I would think that the wood LOOK is what warms up the kitchen. Since this is a rental, you do need to think more about wear and tear. What is your substrate that the floor will be going on? Is it a concrete slab? Wooden floor joists with plywood subflooring over a basement or crawl space? That will determine how easy it is to install different types of flooring and will affect flooring recommendations.

I love my cork and real linoleum floors. I would not put that much money into flooring in a rental, however. If you are on a concrete slab, it could be economical to do the porcelain tile that looks like wood, if you can get some that is reasonably priced. I have worked at a job that took me into various nursing homes, and several put in that vinyl wood-like flooring. It quickly took on the look of greasy wood-like flooring.

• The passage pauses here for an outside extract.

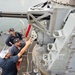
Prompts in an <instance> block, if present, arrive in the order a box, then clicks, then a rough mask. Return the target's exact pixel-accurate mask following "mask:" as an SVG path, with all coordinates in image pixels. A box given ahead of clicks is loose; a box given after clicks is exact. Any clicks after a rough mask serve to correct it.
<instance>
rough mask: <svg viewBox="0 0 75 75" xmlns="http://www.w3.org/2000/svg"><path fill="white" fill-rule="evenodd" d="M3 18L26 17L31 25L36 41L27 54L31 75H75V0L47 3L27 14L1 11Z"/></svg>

It was quite obvious that it was not wood. I don't know if they used some kind of waxy finish on it, but in every instance, the stuff looked greasy enough that you expected to hear your shoes peeling off of it with every step, though you didn't. A tough-as-nails laminate would look nicer. Having the same flooring in both rooms is an excellent plan.

In a rental that you may be selling, I would want to get the cabs from a product line like Ikea or Sherrs, where I could buy replacement door fronts if needed before resale.

Check Craigslist for anybody selling a whole kitchen suite of appliances. During the worst times of home foreclosures you could buy anything a person was able to detach from their house before the bank took it over, and there are a few still out there. You may be able to get the appliances for the kitchen cheap.

As to warmth vs cold, how do you feel about the third kitchen posted by Nosoccermom? It is a warm vanilla white. Do you see the difference in the three light bulb colors that she posted? Some men cannot, that is why I ask. If you get lighting in the "warm" range, get whites with a tinge of yellow in them, you are going to be getting a warm kitchen. Think of creamy whites. Creamy white cabs or wall color, brown flooring that resembles wood, and warm color lighting will go a long way toward making sure your white kitchen is warm.